Democratizing Access to Education Data - posit::conf(2023)

Transcript#

This transcript was generated automatically and may contain errors.

My name is Erika, I'm a Senior Data Engineer at the Urban Institute, and the Urban Institute is a non-profit research organization that provides data and evidence to help advance upward mobility and equity. Today I'll be talking about a tool that my coworkers at the Urban Institute and I built called the Education Data Portal.

Before I get started, I have a confession to make, which is that I am very much not an education data expert. In fact, I know very little about education data. Luckily, I'm not here today to talk about the ins and outs of iPads or Common Core data, and instead what I'm here to talk about is how the Education Data Portal bridges the gap between data availability and data accessibility.

Specifically, there are three questions that I want to answer today. The first is what do we mean by this gap between data availability and accessibility? The second, how does the portal bridge this gap so effectively? And lastly, why does this matter?

All I have to do, is really make sure that the API is fast, it's reliable, and that's accurate, and by virtue of having this single source of truth, I just freeze up a lot of my time, to not have to deal with all these other things that are going on.

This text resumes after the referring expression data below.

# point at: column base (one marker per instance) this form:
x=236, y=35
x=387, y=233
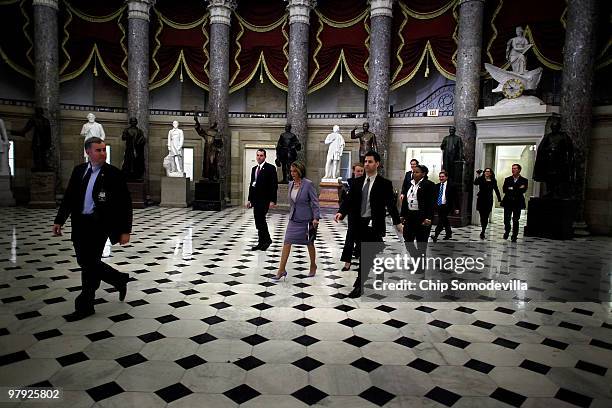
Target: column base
x=175, y=192
x=136, y=189
x=6, y=195
x=42, y=189
x=209, y=196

Data documentation as a first-order feature

So the second thing that I think the education data portal does really well, that I think really provides a major value-added over the existing data, is that it really treats data documentation as a first-order feature, and a first-order value-add, and not as an afterthought, where I think data documentation, and documentation in general, tends to fall. So I was told that showing a slide with 1,400 variables wouldn't be very aesthetically pleasing, so instead I'm going to focus on two things that I think really just provide a lot of value, the first is that data documentation really is written for both humans and machines, and for anyone who's seen Johnny Bryan's great talk on naming things, I think a lot of the same principles about thinking about who your end user is, whether that is a human or a machine, and think about making your work accessible to them, I think that also really applies to documentation here, especially data documentation dictionaries, and the second thing is that the documentation really provides the user with details on demand, and this is borrowed from a design principle, and I'll talk about these in a little bit more detail now.

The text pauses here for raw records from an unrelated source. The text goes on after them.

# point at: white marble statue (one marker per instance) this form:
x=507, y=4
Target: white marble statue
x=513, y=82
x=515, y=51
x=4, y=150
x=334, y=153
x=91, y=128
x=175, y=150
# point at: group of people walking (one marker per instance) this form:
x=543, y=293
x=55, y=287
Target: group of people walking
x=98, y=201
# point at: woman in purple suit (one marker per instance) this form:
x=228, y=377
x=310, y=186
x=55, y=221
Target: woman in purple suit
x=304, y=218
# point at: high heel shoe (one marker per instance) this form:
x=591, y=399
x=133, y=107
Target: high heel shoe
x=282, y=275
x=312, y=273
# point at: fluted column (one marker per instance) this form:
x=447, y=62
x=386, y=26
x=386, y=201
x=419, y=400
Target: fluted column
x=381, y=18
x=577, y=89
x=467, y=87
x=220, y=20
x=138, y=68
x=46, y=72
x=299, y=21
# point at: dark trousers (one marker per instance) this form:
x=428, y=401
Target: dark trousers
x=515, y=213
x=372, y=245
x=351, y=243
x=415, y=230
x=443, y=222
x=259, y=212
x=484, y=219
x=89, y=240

So when I say data documentation is written for both humans and machines, here's an example of a variable, degree of urbanization, I as a human think this is written for me, like I think I know what it's telling me, I have the relevant information, it's pretty user-friendly for someone looking at it. Here's that same documentation, or data documentation, but provided in a way that I think is machine-readable, so I'm making an API call to the API variables metadata endpoint that I mentioned earlier, you can get the exact same information, so you get the label, you get the data type, and then you've got standardized formats of the values written in a way that's for machines. Since there are a couple of obvious advantages of this, maybe you're someone who's trying to make hundreds of plots, and you want to automate adding labels, or maybe you're someone who wants to add captions, you're building a dashboard, I think there are many numbers of things that you can do that really get a lot of value from having this data documentation be written, again, both for humans on the left, and also in a way that can be programmatically accessed on the right.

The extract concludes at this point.